The Impact of AI on Information Retrieval
The Double-Edged Sword of AI in Search: Efficiency and Transparency Challenges
As the main source of traffic for journalistic websites, Google Search is set to undergo fundamental changes soon, as the company announced at an event in May 2024.
By the end of the year, search results generated by generative artificial intelligence will be available to 1 billion users worldwide. These individuals will see the answers directly on the Google page, without needing to click on the result links.
This development reflects a trend beyond Google, whose search function accounts for 57% of the $80 billion generated in the first quarter.
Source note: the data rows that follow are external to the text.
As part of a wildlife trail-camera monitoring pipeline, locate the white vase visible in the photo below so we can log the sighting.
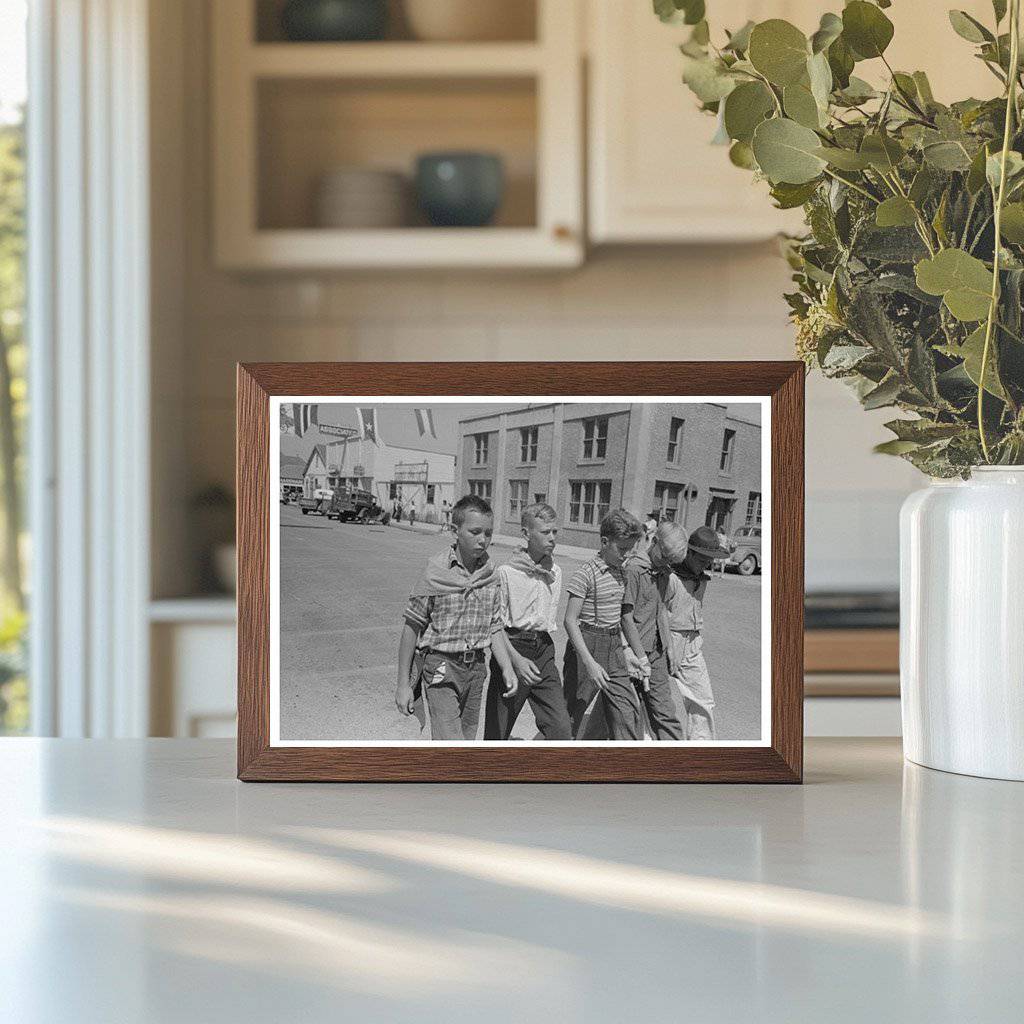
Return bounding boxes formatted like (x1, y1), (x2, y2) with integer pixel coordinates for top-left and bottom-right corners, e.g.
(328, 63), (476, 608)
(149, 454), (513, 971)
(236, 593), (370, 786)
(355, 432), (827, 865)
(900, 466), (1024, 781)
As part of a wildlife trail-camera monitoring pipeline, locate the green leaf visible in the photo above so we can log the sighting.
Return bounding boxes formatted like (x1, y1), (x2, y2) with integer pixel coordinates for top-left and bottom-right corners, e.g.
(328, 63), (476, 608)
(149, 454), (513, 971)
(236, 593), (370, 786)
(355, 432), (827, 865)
(827, 36), (854, 89)
(967, 144), (988, 196)
(654, 0), (705, 25)
(912, 71), (935, 103)
(840, 75), (879, 106)
(811, 13), (843, 53)
(949, 10), (995, 43)
(843, 0), (893, 60)
(922, 142), (971, 171)
(999, 203), (1024, 246)
(753, 118), (825, 184)
(722, 22), (755, 53)
(874, 196), (918, 227)
(725, 82), (775, 142)
(860, 133), (904, 174)
(886, 420), (964, 443)
(807, 53), (833, 109)
(955, 324), (1007, 401)
(746, 17), (810, 87)
(729, 142), (758, 171)
(914, 249), (992, 322)
(683, 56), (736, 103)
(985, 150), (1024, 191)
(860, 374), (903, 410)
(771, 180), (818, 210)
(864, 438), (921, 455)
(782, 82), (821, 129)
(814, 145), (871, 171)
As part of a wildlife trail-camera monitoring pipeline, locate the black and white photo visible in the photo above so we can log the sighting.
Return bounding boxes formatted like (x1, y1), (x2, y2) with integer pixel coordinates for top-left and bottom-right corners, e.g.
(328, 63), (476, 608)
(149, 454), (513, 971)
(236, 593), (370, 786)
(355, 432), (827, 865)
(270, 395), (771, 746)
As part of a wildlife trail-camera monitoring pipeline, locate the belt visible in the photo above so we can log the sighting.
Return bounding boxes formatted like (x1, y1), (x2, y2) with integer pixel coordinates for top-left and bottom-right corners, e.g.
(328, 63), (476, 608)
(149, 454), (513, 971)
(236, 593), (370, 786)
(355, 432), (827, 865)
(580, 623), (618, 637)
(505, 626), (554, 644)
(427, 647), (486, 665)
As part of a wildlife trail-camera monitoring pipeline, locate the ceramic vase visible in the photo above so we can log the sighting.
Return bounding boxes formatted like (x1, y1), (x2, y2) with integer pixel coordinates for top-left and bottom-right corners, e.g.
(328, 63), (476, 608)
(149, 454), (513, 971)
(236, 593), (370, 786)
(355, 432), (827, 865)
(900, 466), (1024, 781)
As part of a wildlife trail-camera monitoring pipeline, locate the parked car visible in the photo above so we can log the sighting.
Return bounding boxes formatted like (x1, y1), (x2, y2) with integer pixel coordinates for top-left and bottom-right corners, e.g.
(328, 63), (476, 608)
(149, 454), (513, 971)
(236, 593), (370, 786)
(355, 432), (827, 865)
(299, 487), (334, 515)
(327, 487), (383, 522)
(728, 526), (761, 575)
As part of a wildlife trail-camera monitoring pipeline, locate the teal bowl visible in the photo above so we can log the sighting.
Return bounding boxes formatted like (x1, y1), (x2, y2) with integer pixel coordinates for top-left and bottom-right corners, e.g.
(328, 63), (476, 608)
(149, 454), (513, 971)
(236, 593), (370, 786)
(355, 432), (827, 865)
(416, 153), (505, 227)
(281, 0), (387, 43)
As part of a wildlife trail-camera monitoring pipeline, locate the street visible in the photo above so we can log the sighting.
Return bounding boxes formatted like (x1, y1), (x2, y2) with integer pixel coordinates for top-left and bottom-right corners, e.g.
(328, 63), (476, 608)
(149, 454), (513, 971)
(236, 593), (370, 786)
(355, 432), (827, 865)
(281, 505), (761, 741)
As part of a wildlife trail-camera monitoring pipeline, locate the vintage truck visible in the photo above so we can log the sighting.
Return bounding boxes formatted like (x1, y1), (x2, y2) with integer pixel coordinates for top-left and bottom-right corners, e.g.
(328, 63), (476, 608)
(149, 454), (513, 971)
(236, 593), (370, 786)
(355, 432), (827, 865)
(299, 486), (386, 522)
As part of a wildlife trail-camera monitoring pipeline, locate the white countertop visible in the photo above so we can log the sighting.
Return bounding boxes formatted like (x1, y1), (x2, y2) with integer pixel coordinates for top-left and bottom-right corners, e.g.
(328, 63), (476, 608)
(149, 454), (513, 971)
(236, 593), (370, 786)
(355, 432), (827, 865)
(0, 739), (1024, 1024)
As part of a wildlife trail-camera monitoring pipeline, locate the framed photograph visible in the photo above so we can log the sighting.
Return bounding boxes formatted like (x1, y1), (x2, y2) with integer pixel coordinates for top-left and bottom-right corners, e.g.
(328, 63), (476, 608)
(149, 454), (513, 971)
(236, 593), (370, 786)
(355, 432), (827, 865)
(238, 361), (804, 782)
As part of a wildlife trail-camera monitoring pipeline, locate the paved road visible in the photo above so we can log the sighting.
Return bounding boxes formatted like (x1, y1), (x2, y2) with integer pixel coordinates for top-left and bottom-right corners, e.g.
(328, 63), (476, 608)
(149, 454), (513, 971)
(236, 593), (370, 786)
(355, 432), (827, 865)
(281, 506), (761, 740)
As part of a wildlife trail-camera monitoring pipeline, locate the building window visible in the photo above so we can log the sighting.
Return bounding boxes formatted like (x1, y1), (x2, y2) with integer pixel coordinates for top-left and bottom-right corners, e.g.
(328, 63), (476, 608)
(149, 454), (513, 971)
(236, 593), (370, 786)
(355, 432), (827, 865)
(519, 427), (541, 462)
(667, 416), (686, 466)
(583, 416), (608, 459)
(654, 480), (697, 526)
(718, 430), (736, 473)
(569, 480), (611, 526)
(509, 480), (529, 520)
(745, 490), (761, 526)
(473, 434), (490, 466)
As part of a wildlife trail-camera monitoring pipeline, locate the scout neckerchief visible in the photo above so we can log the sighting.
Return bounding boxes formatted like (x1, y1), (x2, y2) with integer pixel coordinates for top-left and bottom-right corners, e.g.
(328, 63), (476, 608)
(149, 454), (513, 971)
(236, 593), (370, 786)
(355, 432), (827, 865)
(505, 548), (555, 585)
(411, 545), (497, 597)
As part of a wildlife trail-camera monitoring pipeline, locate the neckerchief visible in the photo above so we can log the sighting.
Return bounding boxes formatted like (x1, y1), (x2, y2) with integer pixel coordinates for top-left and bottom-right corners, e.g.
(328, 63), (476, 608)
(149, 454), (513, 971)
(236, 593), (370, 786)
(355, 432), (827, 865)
(505, 548), (555, 585)
(411, 545), (495, 597)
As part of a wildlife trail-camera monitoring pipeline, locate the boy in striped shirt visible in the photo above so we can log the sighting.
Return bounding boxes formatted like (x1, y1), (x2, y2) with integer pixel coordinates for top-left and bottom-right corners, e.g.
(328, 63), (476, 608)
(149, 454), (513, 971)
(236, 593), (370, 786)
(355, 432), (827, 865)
(564, 509), (643, 739)
(483, 503), (572, 739)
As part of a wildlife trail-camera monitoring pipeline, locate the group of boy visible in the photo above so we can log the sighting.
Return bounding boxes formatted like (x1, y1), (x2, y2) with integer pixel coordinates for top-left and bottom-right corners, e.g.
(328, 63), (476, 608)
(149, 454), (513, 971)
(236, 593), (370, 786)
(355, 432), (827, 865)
(395, 495), (722, 740)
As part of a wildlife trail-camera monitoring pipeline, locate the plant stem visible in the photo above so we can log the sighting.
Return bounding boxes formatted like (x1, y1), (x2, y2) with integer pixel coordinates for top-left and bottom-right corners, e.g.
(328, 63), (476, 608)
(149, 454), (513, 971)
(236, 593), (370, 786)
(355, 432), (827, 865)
(824, 167), (879, 204)
(978, 0), (1021, 464)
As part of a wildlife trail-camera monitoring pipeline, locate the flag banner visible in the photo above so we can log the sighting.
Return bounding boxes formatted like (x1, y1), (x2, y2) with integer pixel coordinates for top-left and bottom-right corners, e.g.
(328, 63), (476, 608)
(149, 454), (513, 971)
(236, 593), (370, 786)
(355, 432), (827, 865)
(292, 402), (319, 437)
(414, 409), (437, 438)
(359, 409), (381, 444)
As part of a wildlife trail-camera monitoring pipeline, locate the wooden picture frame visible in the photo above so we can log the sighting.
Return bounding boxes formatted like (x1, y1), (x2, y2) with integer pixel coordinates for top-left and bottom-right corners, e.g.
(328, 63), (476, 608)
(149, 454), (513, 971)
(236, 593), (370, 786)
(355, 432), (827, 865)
(237, 361), (804, 782)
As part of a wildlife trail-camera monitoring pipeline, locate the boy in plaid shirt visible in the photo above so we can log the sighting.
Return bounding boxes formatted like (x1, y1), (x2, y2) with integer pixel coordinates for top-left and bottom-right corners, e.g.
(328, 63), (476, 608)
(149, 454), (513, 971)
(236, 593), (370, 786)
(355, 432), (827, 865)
(394, 495), (517, 739)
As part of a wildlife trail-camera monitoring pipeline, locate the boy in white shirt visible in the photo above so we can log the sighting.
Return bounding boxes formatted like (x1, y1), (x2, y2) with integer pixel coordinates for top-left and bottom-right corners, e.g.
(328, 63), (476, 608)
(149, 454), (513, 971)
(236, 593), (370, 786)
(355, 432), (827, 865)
(483, 503), (572, 739)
In February, Gartner estimated that the volume of internet searches could decrease by 25% by 2026 due to the rise of chatbots and other AI-powered tools. Whether that number is accurate is hard to say, but it is already noticeable that traditional search tools are losing ground in our daily lives. Furthermore, there is a growing perception that Google Search and other search tools are less efficient than they used to be.
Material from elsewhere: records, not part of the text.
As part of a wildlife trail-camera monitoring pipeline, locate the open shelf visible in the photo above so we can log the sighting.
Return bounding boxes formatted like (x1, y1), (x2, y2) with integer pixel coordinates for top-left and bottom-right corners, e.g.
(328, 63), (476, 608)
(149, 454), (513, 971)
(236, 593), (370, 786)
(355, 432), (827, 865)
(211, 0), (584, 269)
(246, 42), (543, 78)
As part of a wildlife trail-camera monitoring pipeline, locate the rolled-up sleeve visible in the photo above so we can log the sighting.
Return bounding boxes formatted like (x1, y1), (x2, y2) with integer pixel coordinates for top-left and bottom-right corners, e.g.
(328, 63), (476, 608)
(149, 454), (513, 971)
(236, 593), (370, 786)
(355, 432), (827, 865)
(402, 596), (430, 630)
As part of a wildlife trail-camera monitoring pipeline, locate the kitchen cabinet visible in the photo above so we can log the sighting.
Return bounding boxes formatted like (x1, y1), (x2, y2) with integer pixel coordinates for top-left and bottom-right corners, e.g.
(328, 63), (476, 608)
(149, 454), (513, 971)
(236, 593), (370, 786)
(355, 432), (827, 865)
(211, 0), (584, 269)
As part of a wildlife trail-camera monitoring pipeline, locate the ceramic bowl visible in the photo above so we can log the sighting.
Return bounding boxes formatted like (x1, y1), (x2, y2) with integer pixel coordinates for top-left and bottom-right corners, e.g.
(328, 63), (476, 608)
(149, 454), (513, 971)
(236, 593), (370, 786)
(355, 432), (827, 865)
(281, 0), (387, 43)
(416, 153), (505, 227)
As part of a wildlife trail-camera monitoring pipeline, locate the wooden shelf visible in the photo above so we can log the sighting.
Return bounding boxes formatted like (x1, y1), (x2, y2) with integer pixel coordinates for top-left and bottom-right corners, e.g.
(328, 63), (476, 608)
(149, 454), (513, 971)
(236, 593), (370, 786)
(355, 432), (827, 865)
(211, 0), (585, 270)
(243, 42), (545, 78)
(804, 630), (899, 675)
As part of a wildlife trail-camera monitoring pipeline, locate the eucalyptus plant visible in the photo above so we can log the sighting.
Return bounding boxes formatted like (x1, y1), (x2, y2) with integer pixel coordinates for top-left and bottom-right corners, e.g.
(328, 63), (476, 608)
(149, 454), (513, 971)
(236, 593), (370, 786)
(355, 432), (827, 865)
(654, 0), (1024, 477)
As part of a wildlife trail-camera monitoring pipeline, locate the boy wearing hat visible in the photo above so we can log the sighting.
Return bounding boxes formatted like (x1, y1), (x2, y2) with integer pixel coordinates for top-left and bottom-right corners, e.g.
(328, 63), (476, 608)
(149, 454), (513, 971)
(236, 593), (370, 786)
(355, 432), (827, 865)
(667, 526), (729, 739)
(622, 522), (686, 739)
The logical conclusion is that journalistic websites' audiences are likely to decline even further]than they have in recent years.
Today’s platforms are all about the pursuit of quality information.
Google's New Search
In an official document, Google explains how its search function works in simple terms:
"It's like the index at the back of a book — with an entry for every word found on every page of the web we index. When we add a webpage, we also add entries for all the words contained in it."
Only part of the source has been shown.